Ne nous laissons pas distraire…


De ma boîte mail à ma radio, je n’entends que commentaires, contre-commentaires et contre-contre-commentaires à propos de la récente Breizh Touch (où, du reste, il se trouve que je n’étais pas. J’étais à Stains avec Loened Fall, pour un petit fest-noz qui suivait la projection du match de rugby, et j’ai passé une fort bonne soirée). Je suis tout ça avec la sérénité d’une Prim’Holstein qui reviendrait d’un stage de zen, me disant que si l’occasion s’en présente  j’en discuterai volontiers entre quatre-z-yeux avec certains intéressés et autres contre-commentateurs, dont beaucoup sont de mes amis même s’ils se f…ent régulièrement sur la gueule. (Mais quiconque vit en Bretagne apprend à vivre avec des amis qui se f…ent régulièrement sur la gueule.)

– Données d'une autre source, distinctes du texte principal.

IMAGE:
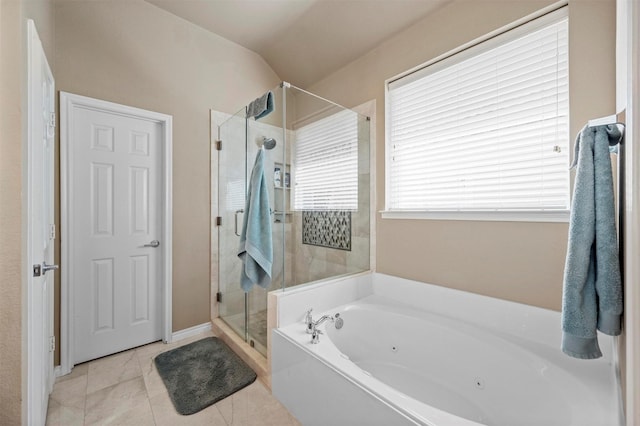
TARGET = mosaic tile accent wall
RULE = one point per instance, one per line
(331, 228)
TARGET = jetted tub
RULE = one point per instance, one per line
(412, 353)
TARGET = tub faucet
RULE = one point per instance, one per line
(308, 320)
(312, 326)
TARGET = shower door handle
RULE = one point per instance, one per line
(235, 221)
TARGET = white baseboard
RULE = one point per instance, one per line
(191, 331)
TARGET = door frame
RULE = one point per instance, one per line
(35, 58)
(68, 103)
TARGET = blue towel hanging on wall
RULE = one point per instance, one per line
(256, 247)
(592, 290)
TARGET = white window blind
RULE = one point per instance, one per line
(485, 129)
(326, 163)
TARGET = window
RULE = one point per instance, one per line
(326, 163)
(486, 129)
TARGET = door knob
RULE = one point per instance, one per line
(46, 267)
(154, 244)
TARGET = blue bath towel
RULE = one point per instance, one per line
(592, 293)
(261, 106)
(256, 248)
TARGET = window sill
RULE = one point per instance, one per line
(495, 216)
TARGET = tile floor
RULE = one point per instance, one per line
(125, 389)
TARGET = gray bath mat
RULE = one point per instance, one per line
(202, 373)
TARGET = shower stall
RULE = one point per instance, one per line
(317, 170)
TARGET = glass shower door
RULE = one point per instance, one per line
(232, 181)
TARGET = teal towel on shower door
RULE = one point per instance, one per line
(592, 290)
(256, 248)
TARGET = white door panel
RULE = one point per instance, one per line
(117, 211)
(40, 235)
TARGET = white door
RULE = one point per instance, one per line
(115, 201)
(40, 231)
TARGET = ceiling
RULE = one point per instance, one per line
(303, 40)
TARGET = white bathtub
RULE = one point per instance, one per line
(412, 353)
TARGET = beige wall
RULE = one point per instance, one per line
(13, 15)
(512, 260)
(10, 218)
(137, 54)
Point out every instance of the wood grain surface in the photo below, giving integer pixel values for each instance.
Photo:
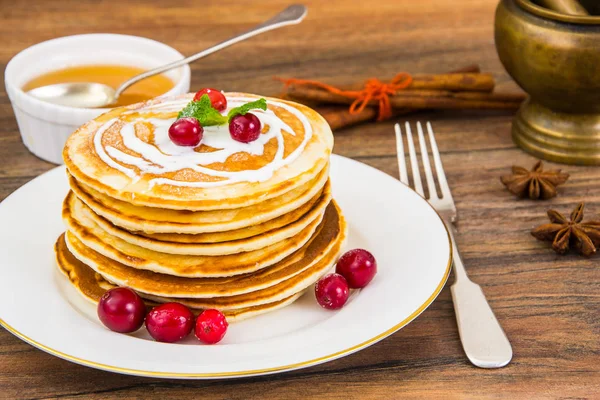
(548, 304)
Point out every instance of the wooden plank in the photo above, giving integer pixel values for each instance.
(548, 304)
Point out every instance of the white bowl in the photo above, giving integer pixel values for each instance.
(44, 126)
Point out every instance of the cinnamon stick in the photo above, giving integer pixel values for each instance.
(404, 101)
(338, 116)
(458, 81)
(509, 97)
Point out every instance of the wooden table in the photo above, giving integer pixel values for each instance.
(549, 305)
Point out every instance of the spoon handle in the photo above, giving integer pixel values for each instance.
(290, 16)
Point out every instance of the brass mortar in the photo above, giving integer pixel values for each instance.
(555, 58)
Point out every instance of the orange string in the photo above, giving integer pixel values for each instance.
(374, 89)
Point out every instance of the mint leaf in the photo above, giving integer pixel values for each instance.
(243, 109)
(207, 115)
(203, 111)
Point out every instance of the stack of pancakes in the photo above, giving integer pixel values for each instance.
(243, 228)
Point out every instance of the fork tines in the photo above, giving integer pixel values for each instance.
(414, 162)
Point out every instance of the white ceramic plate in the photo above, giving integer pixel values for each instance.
(404, 233)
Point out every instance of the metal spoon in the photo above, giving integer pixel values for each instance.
(93, 95)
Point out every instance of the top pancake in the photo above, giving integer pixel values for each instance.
(127, 155)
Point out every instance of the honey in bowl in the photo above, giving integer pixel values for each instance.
(111, 75)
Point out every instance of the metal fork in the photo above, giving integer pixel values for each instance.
(482, 337)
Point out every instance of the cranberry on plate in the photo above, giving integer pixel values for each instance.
(169, 322)
(121, 310)
(211, 326)
(245, 128)
(186, 132)
(358, 266)
(217, 98)
(332, 291)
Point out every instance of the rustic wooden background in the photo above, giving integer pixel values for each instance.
(549, 305)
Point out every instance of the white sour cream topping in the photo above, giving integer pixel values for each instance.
(165, 156)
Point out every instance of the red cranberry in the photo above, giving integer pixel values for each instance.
(245, 128)
(121, 310)
(211, 326)
(169, 322)
(358, 266)
(186, 132)
(332, 291)
(217, 98)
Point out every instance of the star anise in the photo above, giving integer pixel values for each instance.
(583, 236)
(536, 183)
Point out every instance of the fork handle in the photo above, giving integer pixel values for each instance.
(482, 337)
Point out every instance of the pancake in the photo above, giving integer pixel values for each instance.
(127, 155)
(92, 286)
(307, 262)
(79, 211)
(156, 220)
(90, 233)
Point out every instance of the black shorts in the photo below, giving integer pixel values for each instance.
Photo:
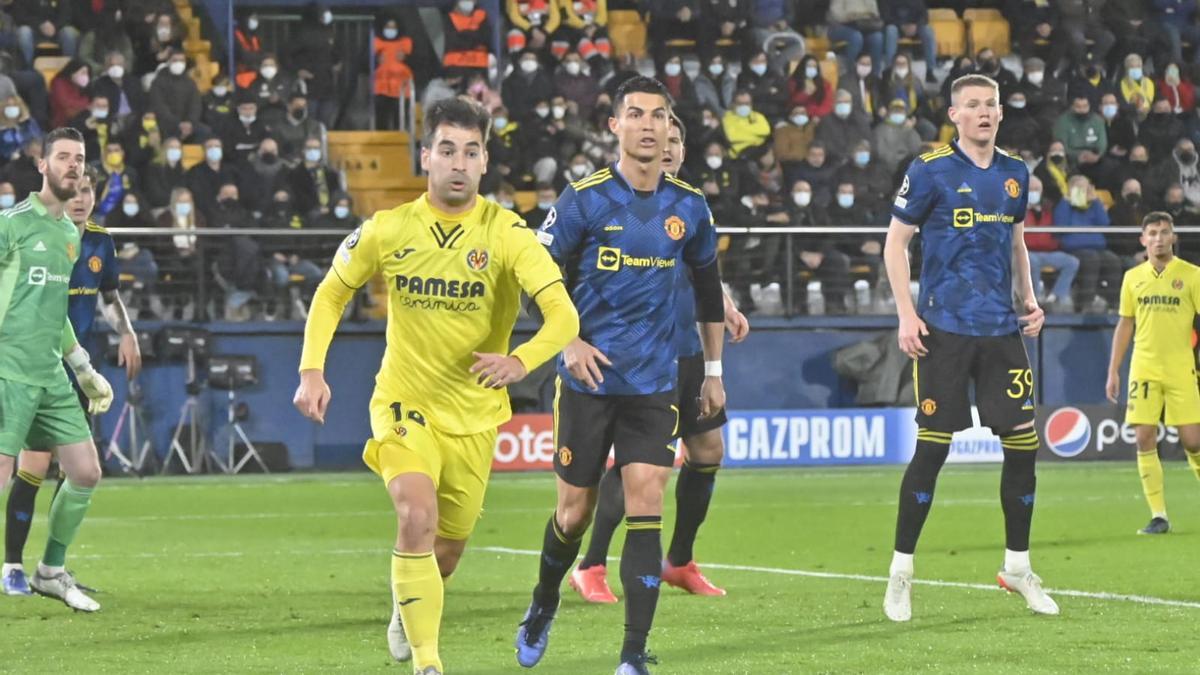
(639, 429)
(691, 377)
(999, 368)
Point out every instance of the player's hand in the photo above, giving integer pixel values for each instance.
(911, 329)
(1113, 387)
(312, 395)
(1033, 318)
(497, 371)
(712, 396)
(96, 388)
(581, 362)
(130, 356)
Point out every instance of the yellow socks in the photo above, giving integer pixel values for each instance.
(418, 589)
(1151, 471)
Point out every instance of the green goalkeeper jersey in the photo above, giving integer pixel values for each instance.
(37, 254)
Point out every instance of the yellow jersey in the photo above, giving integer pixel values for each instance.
(454, 287)
(1163, 306)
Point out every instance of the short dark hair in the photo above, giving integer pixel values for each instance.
(462, 113)
(1157, 216)
(60, 133)
(640, 84)
(678, 124)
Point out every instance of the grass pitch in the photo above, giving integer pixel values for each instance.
(289, 574)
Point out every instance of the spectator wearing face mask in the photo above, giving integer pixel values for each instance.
(897, 138)
(163, 177)
(767, 88)
(527, 84)
(744, 126)
(70, 94)
(1098, 285)
(17, 127)
(174, 97)
(808, 88)
(1044, 252)
(313, 181)
(843, 129)
(574, 84)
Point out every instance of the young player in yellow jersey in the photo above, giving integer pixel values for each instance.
(1159, 299)
(455, 264)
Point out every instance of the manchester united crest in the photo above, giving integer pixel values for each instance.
(676, 227)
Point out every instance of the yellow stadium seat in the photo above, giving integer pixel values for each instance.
(949, 31)
(193, 154)
(988, 29)
(49, 66)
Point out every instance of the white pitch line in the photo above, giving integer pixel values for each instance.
(1091, 595)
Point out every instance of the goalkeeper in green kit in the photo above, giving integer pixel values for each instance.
(39, 408)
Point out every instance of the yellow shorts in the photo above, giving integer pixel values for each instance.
(1181, 395)
(459, 465)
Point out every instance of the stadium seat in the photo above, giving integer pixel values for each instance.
(949, 31)
(49, 66)
(988, 29)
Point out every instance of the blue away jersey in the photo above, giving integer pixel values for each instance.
(95, 272)
(966, 216)
(622, 251)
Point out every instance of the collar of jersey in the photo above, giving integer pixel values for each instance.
(442, 216)
(621, 179)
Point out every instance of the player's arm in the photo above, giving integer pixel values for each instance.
(1121, 339)
(91, 382)
(700, 254)
(1023, 285)
(541, 280)
(354, 263)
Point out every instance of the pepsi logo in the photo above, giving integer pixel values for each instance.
(1068, 431)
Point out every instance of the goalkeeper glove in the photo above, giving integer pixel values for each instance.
(95, 387)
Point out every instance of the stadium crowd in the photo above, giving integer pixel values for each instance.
(1098, 101)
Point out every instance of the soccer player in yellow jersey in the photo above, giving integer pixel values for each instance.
(455, 264)
(1159, 300)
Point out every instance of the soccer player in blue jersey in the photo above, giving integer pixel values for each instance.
(702, 444)
(96, 273)
(621, 234)
(967, 199)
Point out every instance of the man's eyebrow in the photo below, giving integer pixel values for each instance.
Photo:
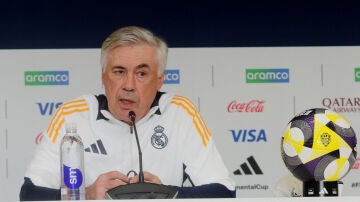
(143, 65)
(140, 66)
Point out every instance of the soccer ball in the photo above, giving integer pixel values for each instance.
(319, 145)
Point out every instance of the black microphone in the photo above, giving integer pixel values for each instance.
(132, 117)
(142, 189)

Pour prendre un peu de hauteur, je voudrais juste vous signaler la sortie imminente de deux CD:


– l’autre jour sur France Bleu Breizh Izel, voilà que me chatouille l’oreille une chanson bien troussée décrivant un fest-noz improvisé “sous l’hangar” (avec “h” aspiré de rigueur). Diantre, me dis-je, mais c’est réjouissant! Qui sont ces petits jeunes prometteurs? Ces voix me rappellent quelque chose… Eh bien c’étaient Messires Patrick Ewen, Gérard Delahaye et Melaine Favennec. Trois jeunes gens qui chantaient déjà quand je suis née ou peu s’en faut… Et qui le font toujours, avec sagesse et simplicité, refusant de renoncer au bonheur des vieux rêves. Merci les gars, et respect. Je n’ai pas encore entendu le reste de l’album, mais “Sous l’hangar” est d’ores et déjà sur la play-list de mes petits déjeuners!

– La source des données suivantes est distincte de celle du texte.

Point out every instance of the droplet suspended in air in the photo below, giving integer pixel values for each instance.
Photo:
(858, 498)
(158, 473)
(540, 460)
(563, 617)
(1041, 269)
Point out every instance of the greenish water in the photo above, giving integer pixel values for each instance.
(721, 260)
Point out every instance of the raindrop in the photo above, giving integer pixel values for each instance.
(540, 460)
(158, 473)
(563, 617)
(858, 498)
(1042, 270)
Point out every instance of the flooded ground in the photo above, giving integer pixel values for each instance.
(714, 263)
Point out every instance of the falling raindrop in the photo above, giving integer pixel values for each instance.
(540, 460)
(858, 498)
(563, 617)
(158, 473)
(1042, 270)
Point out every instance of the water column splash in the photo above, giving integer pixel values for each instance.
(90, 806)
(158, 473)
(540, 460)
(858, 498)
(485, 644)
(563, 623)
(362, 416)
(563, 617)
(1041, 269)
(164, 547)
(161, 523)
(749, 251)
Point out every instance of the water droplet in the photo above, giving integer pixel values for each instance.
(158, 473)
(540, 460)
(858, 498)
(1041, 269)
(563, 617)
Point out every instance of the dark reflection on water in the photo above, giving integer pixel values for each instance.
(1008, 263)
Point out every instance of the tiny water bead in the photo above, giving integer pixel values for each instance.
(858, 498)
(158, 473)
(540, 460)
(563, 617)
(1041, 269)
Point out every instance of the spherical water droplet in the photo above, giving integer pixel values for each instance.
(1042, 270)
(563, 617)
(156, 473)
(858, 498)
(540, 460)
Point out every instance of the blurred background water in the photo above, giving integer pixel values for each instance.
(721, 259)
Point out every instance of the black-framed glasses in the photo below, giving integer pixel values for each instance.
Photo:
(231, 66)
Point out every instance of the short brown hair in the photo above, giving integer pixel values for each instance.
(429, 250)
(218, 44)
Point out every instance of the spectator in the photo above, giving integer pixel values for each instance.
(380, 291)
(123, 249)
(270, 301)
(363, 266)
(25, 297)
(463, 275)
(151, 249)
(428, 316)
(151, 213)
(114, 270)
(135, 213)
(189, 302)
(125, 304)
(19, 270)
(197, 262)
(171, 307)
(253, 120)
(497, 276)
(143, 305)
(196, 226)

– Manuel Kerjean nous a quittés il y a dix ans. Dastum boucle en ce moment un beau, gros CD d’enregistrements de lui.



Peut-être ignorez-vous qui était Emmanuel Kerjean dit Manuel ou Manu? Un grand, très grand chanteur traditionnel (ou populaire, ou schtroumpf, appelez ça comme vous voudrez, zutre à la fin) du pays Fisel, qui a porté un style musical particulier à un degré de richesse et d’aboutissement admirable. Une personnalité marquante pour bien des chanteurs (à commencer, bien sûr, par Erik Marchand; c’est lui qui a réuni les enregistrements de cet album), à qui il prodigua enseignement, conseils, encouragements. Un paysan, et un artiste au sens le plus fort du terme. Il chanta toute sa vie et jusque sur son lit d’hôpital, avec une puissance, une maîtrise et un raffinement qui nous épatent toujours autant…


En d’autres termes, voilà un album que se devra de posséder tout jeune chanteur qui se respecte, tout amateur de bon fest-noz – et peut-être, plus simplement, quiconque est bouleversé par le grand art sous toutes ses formes.

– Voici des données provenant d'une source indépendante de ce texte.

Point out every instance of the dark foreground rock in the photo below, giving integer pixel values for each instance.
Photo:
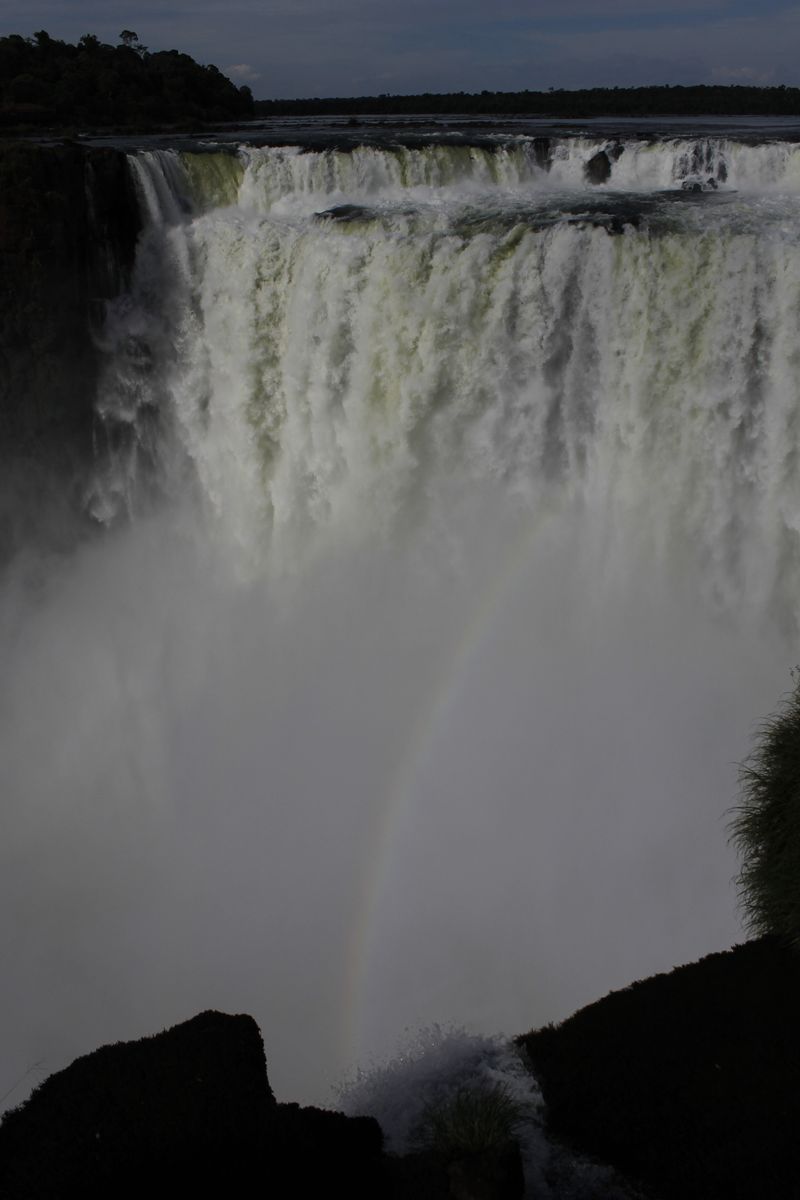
(689, 1081)
(182, 1113)
(190, 1113)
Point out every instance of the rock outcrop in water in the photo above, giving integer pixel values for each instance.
(68, 226)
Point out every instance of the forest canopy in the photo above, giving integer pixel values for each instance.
(656, 101)
(44, 82)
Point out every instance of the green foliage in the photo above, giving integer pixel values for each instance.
(48, 82)
(656, 101)
(470, 1121)
(765, 827)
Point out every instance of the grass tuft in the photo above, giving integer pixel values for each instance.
(765, 827)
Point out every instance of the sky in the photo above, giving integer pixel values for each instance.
(293, 48)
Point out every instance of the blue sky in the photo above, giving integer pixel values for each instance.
(356, 47)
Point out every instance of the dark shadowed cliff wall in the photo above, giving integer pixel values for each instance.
(68, 223)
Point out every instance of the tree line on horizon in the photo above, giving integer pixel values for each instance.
(44, 83)
(657, 101)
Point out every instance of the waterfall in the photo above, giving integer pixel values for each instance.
(450, 553)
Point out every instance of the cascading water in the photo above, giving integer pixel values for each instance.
(463, 553)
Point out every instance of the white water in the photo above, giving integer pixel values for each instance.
(463, 556)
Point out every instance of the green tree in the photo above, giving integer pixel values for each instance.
(765, 827)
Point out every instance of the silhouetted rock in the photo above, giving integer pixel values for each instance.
(687, 1081)
(597, 169)
(317, 1152)
(182, 1113)
(489, 1175)
(68, 226)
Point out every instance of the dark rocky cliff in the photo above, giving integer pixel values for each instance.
(68, 226)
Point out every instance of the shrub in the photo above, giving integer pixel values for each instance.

Bon, diront les crétins chagrins, trois vétérans des années 70 et un paysan mort, c’est ça ta Bretagne de demain? A quoi je réponds: j’espère bien! Parce que dans ces deux CD, chacun à sa façon, il y a quelque chose qui se moque du temps, qui le roule dans la farine, qui en tire le meilleur, le savoir, pour en obtenir quelque chose qui lui échappe: la beauté, la chaleur, l’énergie. Et cela n’a plus ni lieu, ni date. Blancs-becs, mes frères, prenons-en de la graine…



PS: J’aurai eu l’honneur de contribuer un petit peu au CD de Manuel en travaillant sur les transcriptions avec Ifig et Nanda Troadeg, et en exploitant Mr Charles Vassallo, co-auteur de mes jours et fin connaisseur de Photoshop, pour restaurer la photo ci-jointe. En revanche, hélas, le soir du fest-noz organisé en l’honneur de Manuel (le 20 octobre à Plouray), Loened Fall sera à Lyon. (Bon, amis lyonnais, on ne va pas se plaindre quand même, hein!)